3.
Калашников с удовлетворением отметил, как у бесстрастной дарсанки слегка дрогнули ресницы.
– Что вы задумали? – спросила она, наконец-то повернувшись к Калашникову лицом.
– В соответствии с законами ООП о свободе вероисповедания, – официальным тоном сообщил Калашников, – я освящу своим присутствием Храм Технотронной Церкви на Авареске и объявлю каждого своего подданого разумным существом. Необходимые формальности улаживают сейчас наши лучшие боевые юристы, – Калашников опустил глаза, вспомнив, что «лучшим боевым юристом» оказалась та самая роботесса УРТ-238761, – но уже сейчас их предварительное заключение гласит, что юрисдикция Технотронной Церкви распространяется на всех ее адептов независимо от территориальной принадлежности. Церковь в Галактике, слава Богу, пока что отделена от государства!
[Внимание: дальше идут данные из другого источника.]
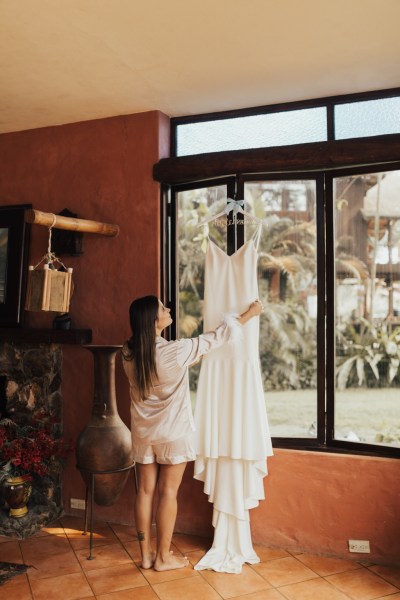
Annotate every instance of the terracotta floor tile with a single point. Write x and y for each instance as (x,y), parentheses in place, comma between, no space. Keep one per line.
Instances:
(124,532)
(132,547)
(361,584)
(81,541)
(154,577)
(323,565)
(17,588)
(65,587)
(103,557)
(188,543)
(195,556)
(41,547)
(99,530)
(4,539)
(53,529)
(135,594)
(264,595)
(72,522)
(229,585)
(284,571)
(266,553)
(115,579)
(390,574)
(54,565)
(314,589)
(10,552)
(194,588)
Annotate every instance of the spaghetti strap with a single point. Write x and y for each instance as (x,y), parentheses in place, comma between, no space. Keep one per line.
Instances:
(256,236)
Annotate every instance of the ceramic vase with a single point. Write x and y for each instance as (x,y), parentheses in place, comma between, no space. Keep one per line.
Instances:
(17,491)
(105,444)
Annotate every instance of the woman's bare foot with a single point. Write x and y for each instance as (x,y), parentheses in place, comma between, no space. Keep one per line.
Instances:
(148,561)
(170,562)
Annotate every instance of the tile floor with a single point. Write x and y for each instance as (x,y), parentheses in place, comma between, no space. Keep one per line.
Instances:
(60,571)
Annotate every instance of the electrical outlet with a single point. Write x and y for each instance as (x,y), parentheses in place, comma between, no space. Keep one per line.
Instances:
(77,503)
(361,546)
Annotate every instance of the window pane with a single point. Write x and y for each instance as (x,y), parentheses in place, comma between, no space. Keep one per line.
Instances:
(371,117)
(288,289)
(367,402)
(193,207)
(258,131)
(3,263)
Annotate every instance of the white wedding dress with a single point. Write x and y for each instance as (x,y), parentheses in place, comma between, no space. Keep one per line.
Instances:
(232,434)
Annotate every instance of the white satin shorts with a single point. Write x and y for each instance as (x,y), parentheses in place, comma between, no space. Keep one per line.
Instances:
(165,453)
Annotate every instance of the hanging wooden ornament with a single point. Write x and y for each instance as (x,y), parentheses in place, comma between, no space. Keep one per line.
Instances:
(49,288)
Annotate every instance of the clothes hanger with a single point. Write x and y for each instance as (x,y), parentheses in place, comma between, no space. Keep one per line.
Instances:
(237,206)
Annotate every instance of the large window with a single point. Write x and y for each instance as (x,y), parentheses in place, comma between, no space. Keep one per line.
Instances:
(328,270)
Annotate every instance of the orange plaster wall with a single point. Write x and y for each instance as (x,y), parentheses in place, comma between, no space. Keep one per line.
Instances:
(102,170)
(316,502)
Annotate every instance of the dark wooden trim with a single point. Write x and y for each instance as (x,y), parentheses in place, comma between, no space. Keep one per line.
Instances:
(315,156)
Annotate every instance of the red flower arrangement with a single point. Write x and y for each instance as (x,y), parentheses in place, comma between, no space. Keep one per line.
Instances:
(32,448)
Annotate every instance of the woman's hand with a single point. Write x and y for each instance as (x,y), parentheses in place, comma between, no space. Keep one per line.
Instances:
(255,309)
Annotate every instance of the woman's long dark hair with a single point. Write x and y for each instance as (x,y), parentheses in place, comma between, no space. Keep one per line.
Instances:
(143,314)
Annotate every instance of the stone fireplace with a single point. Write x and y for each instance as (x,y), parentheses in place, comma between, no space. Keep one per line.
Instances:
(30,380)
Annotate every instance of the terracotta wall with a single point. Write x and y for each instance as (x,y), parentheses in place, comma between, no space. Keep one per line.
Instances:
(101,169)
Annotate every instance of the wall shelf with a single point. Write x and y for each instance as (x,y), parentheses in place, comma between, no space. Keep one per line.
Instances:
(45,336)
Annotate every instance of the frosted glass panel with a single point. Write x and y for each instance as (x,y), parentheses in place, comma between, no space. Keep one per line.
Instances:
(258,131)
(362,119)
(3,262)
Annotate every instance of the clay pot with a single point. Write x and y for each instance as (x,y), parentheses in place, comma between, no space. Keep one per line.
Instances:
(17,491)
(105,444)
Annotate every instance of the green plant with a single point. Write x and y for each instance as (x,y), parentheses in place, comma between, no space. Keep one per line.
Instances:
(34,448)
(369,355)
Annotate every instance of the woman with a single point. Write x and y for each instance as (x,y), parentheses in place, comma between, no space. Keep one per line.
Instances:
(161,416)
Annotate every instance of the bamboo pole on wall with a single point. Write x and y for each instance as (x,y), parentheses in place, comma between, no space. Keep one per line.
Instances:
(39,217)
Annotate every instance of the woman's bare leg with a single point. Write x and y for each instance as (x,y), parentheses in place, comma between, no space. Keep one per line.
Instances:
(170,478)
(147,480)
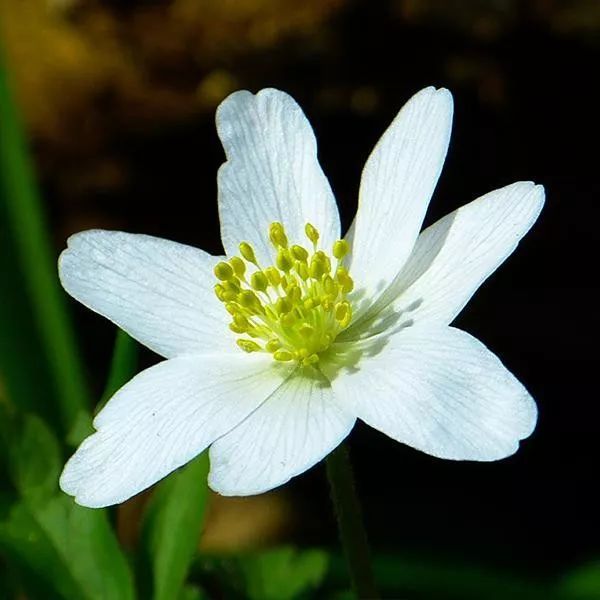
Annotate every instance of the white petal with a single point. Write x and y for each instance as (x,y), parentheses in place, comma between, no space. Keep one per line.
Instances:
(294,429)
(271,173)
(453,257)
(163,418)
(441,391)
(160,292)
(397,183)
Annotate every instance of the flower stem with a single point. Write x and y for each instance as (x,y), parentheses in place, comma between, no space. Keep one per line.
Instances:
(350,524)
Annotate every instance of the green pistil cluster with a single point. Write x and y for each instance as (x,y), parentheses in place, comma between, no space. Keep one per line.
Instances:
(293,309)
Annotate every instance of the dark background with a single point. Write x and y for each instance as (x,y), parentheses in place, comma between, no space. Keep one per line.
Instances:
(143,157)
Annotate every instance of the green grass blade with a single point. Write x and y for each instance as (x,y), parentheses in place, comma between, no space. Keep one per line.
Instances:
(172,526)
(36,259)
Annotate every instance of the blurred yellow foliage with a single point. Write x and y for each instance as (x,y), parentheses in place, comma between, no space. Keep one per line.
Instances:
(82,68)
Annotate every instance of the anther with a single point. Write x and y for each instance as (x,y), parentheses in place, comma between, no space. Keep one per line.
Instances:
(259,281)
(248,346)
(273,345)
(277,235)
(299,253)
(238,266)
(247,252)
(283,260)
(311,233)
(223,271)
(283,356)
(273,276)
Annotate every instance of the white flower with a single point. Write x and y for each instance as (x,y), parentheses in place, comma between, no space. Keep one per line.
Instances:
(332,330)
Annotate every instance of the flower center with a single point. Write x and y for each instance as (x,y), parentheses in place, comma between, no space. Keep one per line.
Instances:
(293,309)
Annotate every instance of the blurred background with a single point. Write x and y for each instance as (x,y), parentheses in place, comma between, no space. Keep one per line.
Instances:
(117,100)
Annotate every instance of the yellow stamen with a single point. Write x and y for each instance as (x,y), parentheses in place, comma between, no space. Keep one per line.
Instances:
(293,309)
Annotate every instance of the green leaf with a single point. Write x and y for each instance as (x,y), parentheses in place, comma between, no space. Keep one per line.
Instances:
(61,548)
(35,461)
(583,583)
(283,573)
(32,252)
(172,526)
(69,550)
(190,592)
(122,368)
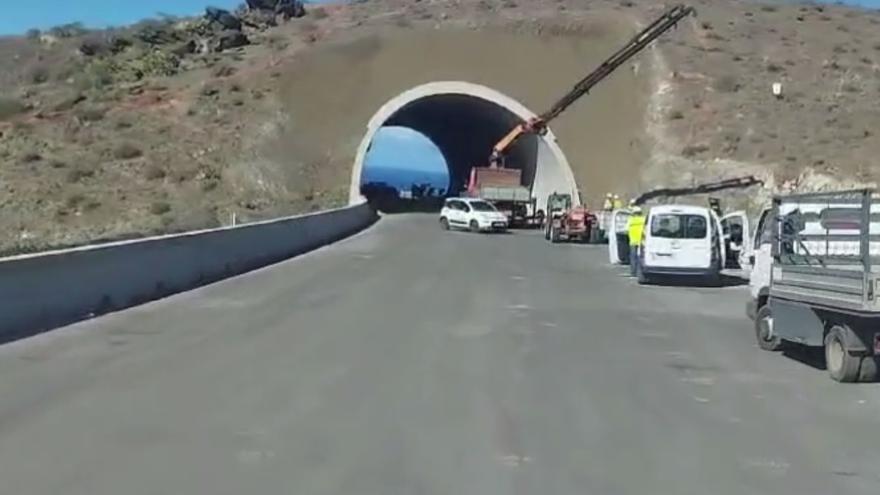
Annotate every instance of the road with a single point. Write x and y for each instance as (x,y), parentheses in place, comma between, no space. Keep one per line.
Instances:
(408,360)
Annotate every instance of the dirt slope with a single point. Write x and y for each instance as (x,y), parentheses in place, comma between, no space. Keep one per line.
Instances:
(270,128)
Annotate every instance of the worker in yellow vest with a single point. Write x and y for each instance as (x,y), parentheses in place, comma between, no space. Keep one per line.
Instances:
(635,227)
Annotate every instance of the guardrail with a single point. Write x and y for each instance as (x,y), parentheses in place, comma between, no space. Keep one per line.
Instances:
(39,292)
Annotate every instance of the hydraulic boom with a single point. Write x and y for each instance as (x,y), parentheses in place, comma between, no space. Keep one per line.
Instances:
(538,125)
(735,183)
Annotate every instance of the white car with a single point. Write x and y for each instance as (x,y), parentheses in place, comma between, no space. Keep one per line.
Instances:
(474,214)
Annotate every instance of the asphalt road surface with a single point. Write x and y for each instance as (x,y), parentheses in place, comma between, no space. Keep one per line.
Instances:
(408,360)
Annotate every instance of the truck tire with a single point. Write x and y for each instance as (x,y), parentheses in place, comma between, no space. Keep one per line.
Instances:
(641,277)
(841,365)
(868,369)
(764,329)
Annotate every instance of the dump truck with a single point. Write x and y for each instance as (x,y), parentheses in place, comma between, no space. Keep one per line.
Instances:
(537,125)
(814,279)
(503,188)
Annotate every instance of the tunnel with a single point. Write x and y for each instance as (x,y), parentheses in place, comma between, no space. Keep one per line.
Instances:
(465,120)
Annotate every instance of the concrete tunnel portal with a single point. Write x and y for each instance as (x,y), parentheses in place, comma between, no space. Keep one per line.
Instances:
(464,121)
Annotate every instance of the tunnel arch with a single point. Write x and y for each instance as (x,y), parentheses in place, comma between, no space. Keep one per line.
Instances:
(464,120)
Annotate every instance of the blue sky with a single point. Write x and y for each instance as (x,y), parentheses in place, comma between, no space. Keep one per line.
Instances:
(400,156)
(21,15)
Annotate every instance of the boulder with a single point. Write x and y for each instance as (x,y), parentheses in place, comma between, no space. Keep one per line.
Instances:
(290,8)
(230,39)
(224,18)
(286,8)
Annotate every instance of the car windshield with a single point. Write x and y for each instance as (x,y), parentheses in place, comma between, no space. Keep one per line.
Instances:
(482,206)
(678,226)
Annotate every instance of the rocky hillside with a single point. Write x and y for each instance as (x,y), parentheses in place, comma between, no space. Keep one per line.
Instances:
(174,124)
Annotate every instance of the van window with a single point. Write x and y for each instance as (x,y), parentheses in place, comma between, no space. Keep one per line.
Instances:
(676,226)
(482,206)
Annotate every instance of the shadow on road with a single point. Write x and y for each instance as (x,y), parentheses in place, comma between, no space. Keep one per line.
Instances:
(678,281)
(813,357)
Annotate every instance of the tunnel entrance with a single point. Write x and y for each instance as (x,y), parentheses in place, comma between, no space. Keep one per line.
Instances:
(464,121)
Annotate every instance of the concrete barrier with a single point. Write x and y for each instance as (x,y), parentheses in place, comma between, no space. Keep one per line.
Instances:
(42,291)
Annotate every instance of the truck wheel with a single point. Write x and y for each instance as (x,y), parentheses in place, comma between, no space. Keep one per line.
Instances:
(868,369)
(842,366)
(764,330)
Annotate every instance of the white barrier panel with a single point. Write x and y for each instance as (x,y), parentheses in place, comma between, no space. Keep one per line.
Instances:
(42,291)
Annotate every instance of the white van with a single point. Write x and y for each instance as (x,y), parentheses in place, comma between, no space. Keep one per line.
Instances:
(683,240)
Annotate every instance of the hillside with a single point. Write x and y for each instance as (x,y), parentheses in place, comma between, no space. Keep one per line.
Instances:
(175,124)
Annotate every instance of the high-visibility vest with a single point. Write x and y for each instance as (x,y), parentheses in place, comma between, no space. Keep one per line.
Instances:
(635,227)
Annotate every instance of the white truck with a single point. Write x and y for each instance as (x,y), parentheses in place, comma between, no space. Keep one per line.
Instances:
(814,278)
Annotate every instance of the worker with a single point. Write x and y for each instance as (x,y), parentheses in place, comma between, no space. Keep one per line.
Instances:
(635,226)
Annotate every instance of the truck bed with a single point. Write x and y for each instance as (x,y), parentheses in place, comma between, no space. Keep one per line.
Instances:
(826,250)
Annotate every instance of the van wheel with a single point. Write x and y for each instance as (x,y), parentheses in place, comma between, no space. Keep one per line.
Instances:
(842,366)
(764,330)
(868,369)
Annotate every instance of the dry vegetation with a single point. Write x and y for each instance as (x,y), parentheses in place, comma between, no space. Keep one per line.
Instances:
(163,126)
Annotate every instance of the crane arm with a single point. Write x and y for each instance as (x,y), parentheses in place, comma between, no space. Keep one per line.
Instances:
(653,31)
(736,183)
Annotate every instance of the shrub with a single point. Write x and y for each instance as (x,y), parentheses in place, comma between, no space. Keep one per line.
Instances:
(74,200)
(91,114)
(154,172)
(10,107)
(160,207)
(69,30)
(39,74)
(727,84)
(693,150)
(79,173)
(127,151)
(31,157)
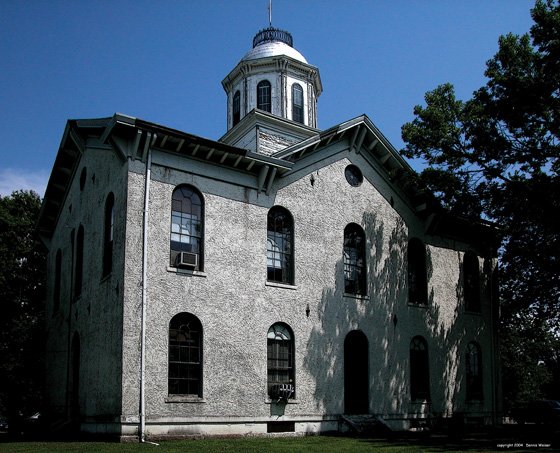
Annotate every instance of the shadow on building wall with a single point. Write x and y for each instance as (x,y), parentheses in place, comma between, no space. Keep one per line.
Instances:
(390,323)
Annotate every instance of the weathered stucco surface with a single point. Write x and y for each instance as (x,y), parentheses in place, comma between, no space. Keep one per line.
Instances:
(95,318)
(236,306)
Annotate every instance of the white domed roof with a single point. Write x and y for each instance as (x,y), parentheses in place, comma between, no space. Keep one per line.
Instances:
(272,49)
(272,42)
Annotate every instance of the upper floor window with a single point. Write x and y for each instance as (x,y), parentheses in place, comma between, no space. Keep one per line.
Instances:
(419,369)
(474,371)
(279,250)
(354,260)
(417,278)
(471,282)
(185,355)
(297,103)
(236,107)
(187,226)
(264,99)
(79,272)
(108,234)
(280,362)
(57,277)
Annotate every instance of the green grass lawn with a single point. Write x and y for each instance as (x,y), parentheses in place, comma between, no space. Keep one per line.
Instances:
(322,444)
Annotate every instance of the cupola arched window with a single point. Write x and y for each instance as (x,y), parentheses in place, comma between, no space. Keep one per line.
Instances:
(280,361)
(419,369)
(187,228)
(185,355)
(280,244)
(297,103)
(417,278)
(236,108)
(473,361)
(264,98)
(471,282)
(354,256)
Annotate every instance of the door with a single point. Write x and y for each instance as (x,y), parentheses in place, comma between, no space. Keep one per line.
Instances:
(356,373)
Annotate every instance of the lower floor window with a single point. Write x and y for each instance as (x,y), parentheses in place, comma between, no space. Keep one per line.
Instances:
(280,358)
(185,355)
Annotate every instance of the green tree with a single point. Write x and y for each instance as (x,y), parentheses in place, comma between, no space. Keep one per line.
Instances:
(497,155)
(22,295)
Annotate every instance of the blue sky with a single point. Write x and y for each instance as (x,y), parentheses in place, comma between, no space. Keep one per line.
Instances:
(163,61)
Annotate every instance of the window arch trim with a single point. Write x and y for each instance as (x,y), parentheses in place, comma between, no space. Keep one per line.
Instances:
(417,273)
(297,103)
(236,108)
(354,260)
(280,246)
(280,360)
(264,96)
(185,358)
(471,282)
(473,365)
(108,234)
(187,228)
(419,369)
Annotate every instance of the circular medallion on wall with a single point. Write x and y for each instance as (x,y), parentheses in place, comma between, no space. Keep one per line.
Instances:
(353,175)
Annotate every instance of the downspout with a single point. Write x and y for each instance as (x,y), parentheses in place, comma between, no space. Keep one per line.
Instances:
(149,143)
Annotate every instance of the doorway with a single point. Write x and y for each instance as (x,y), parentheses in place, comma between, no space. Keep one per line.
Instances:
(356,373)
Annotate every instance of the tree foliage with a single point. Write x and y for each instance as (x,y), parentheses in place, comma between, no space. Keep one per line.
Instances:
(22,286)
(497,155)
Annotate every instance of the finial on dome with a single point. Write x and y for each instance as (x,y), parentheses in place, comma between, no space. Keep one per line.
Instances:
(273,34)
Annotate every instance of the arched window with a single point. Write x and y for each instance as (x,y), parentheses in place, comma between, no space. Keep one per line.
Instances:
(419,370)
(354,260)
(471,282)
(57,276)
(187,228)
(74,376)
(297,103)
(79,274)
(280,243)
(264,101)
(280,361)
(108,234)
(236,107)
(185,355)
(473,361)
(417,279)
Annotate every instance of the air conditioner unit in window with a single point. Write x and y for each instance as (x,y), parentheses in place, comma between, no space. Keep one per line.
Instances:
(281,392)
(187,260)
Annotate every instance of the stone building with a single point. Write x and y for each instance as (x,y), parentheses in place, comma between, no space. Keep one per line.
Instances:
(279,279)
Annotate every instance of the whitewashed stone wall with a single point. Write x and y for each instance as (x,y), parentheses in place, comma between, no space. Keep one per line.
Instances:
(236,306)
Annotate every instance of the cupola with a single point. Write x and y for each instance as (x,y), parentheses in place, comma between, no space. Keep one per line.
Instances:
(273,79)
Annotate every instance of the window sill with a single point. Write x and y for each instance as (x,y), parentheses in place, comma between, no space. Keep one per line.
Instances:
(191,273)
(290,401)
(184,399)
(356,296)
(280,285)
(410,304)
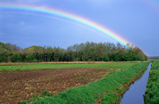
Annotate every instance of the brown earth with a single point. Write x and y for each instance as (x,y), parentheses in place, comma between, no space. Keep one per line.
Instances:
(21,85)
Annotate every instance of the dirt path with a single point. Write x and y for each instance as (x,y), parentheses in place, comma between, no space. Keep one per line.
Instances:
(21,85)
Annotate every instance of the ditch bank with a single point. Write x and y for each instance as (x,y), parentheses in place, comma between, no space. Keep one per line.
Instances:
(107,90)
(152,91)
(136,91)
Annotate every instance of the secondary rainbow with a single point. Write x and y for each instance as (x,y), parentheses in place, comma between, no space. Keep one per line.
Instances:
(63,15)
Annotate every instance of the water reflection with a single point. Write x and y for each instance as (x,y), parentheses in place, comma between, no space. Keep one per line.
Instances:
(136,91)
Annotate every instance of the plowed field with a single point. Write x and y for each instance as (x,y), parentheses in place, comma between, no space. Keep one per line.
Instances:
(17,86)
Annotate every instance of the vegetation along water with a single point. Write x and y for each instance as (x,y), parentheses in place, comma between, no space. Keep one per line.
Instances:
(136,91)
(107,90)
(152,92)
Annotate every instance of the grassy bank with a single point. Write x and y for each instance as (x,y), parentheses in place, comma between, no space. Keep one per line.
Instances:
(115,65)
(152,92)
(107,90)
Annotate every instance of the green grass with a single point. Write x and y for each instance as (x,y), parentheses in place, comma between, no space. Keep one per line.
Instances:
(152,91)
(116,65)
(107,90)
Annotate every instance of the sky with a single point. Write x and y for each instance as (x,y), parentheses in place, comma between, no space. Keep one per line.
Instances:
(137,21)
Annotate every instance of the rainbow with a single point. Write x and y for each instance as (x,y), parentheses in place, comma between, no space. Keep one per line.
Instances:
(63,15)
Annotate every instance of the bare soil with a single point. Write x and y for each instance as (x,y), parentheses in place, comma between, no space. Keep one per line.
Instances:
(21,85)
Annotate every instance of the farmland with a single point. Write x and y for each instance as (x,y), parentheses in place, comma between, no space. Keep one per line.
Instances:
(98,81)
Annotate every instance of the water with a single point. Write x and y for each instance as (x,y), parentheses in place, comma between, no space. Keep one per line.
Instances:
(136,91)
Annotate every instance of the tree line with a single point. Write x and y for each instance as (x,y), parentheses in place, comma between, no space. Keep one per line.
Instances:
(88,51)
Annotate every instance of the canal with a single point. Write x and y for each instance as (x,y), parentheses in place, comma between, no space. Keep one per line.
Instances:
(136,91)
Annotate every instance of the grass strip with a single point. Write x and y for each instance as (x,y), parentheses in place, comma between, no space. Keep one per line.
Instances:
(115,65)
(108,90)
(152,91)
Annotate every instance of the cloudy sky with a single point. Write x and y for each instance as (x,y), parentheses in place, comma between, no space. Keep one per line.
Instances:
(137,21)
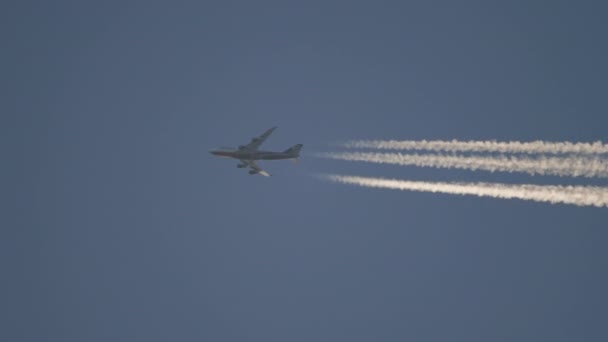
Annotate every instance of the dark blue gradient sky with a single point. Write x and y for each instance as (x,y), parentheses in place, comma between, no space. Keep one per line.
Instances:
(118,225)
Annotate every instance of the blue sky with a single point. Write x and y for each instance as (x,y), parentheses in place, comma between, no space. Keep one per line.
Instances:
(121,226)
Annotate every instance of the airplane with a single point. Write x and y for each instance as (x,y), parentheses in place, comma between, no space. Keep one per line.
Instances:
(248,154)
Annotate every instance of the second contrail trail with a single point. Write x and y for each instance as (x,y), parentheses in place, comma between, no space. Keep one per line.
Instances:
(576,195)
(573,166)
(533,147)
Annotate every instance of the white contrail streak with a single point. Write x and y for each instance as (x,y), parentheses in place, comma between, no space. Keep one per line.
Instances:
(577,195)
(532,147)
(559,166)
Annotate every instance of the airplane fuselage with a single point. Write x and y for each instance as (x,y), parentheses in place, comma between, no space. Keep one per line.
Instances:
(254,155)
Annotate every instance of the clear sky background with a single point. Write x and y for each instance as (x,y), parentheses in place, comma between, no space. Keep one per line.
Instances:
(118,225)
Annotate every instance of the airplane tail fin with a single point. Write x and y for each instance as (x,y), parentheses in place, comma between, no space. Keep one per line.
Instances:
(294,150)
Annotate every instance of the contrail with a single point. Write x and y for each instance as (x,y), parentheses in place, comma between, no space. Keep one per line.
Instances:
(577,195)
(533,147)
(559,166)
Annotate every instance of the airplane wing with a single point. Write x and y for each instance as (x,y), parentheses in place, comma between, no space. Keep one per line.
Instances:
(255,168)
(257,141)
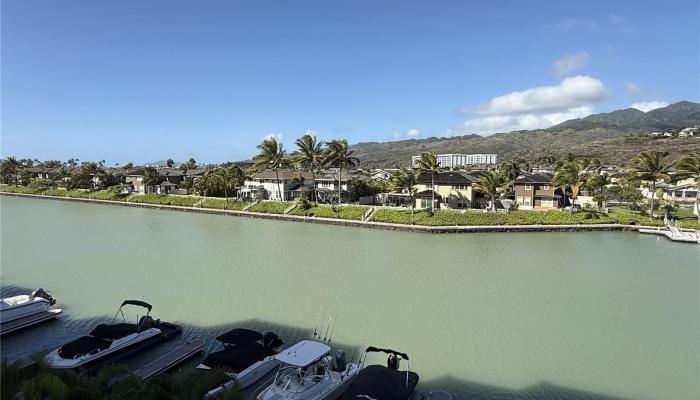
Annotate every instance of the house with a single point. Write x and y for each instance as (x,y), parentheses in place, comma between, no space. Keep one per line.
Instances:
(452,190)
(273,185)
(535,191)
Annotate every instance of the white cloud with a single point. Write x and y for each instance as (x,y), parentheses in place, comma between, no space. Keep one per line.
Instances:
(409,134)
(635,90)
(648,105)
(571,93)
(570,63)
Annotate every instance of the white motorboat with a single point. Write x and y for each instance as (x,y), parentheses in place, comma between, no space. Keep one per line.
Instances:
(16,307)
(109,340)
(246,357)
(308,372)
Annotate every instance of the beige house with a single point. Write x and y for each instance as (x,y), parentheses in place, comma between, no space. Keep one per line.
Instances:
(453,190)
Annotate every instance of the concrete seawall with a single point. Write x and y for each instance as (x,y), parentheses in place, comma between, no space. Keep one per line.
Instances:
(352,223)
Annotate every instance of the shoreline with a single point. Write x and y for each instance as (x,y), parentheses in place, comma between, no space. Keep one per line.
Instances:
(354,223)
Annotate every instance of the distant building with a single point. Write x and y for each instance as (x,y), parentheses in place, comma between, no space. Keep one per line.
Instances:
(455,160)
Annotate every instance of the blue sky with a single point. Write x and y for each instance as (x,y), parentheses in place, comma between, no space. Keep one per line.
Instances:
(147,80)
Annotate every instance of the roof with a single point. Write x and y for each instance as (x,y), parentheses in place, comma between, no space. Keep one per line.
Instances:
(449,178)
(303,353)
(535,178)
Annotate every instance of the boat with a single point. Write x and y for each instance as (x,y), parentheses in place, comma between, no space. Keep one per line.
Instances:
(107,341)
(22,306)
(384,382)
(246,357)
(307,371)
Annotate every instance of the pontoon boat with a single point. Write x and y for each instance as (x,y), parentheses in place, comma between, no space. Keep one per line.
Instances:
(384,382)
(246,357)
(308,372)
(109,340)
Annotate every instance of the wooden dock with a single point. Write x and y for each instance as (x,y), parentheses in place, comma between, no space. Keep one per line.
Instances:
(170,360)
(26,322)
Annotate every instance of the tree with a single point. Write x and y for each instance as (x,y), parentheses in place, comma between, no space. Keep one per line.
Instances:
(271,156)
(227,178)
(689,167)
(648,166)
(151,177)
(309,155)
(491,185)
(8,170)
(338,155)
(405,179)
(571,174)
(428,164)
Нея Миноуи прикрыла глаза и застыла в кресле. Калашников, привыкший за последние минуты к подобным «зависаниям», налил себе очередной бокал и принялся с наслажением попивать квас. Надо бы и ей чего-нибудь предложить, подумал он, вспомнив о своей епитимье. Что там у нас дарсанки любят?
Сеть послушно выдала перечень, от первых же строк которого у Калашникова пропало всякое желание делать добрые дела. Дочитав до второй страницы, он решил остановиться на самом скромном угощении – ароматном горячем напитке из коры какого-то дарсанского дерева. Подавать его полагалось в двух чашечках, в одной – холодным, в другой – горячим, а смешивать все это уже во рту. Сушеные древесные черви, которыми напиток обычно закусывался, по счастью рекомендовались только для вечернего употребления.
– Керофе? – спросил Калашников, небрежным движением материализуя на столе серебряный поднос с двумя золотыми чашками.
Миноуи вздрогнула всем телом и уставилась на Калашникова, широко раскрыв свои и без того немаленькие глаза. А глаза у нее серые, подумал ни с того ни с сего Калашников. Странно, я думал, что голубые.
– Вы… знакомы с ритуалом? – тихо спросила Миноуи.
– Нет, – честно признался Калашников. – Я просто хотел сделать вам что-нибудь приятное.
– Приятное? – В голосе Миноуи прозвучало неподдельное удивление. – Зачем?
У Калашникова хватило ума скрыть правду.
– Ну, – ответил он, неопределенно разводя руками, – хочу как-то компенсировать доставленные вам неприятности. Я же не нарочно со спонками связался, просто хотел как лучше.
– Хорошо, – сказала дарсанка. – Я принимаю ваш керофе, коллега Калашников.
Изящным движением она подняла обе чашки и поочередно отпила из обеих. На лице Миноуи появилось мечтательное выражение, чашки звякнули о поднос, и только тут Калашников сообразил, что керофе вполне мог оказаться алкогольным напитком. А впрочем, какая разница? Все мы из одного исма!
– Ваше здоровье, – сказал Калашников и приподнял бокал с квасом.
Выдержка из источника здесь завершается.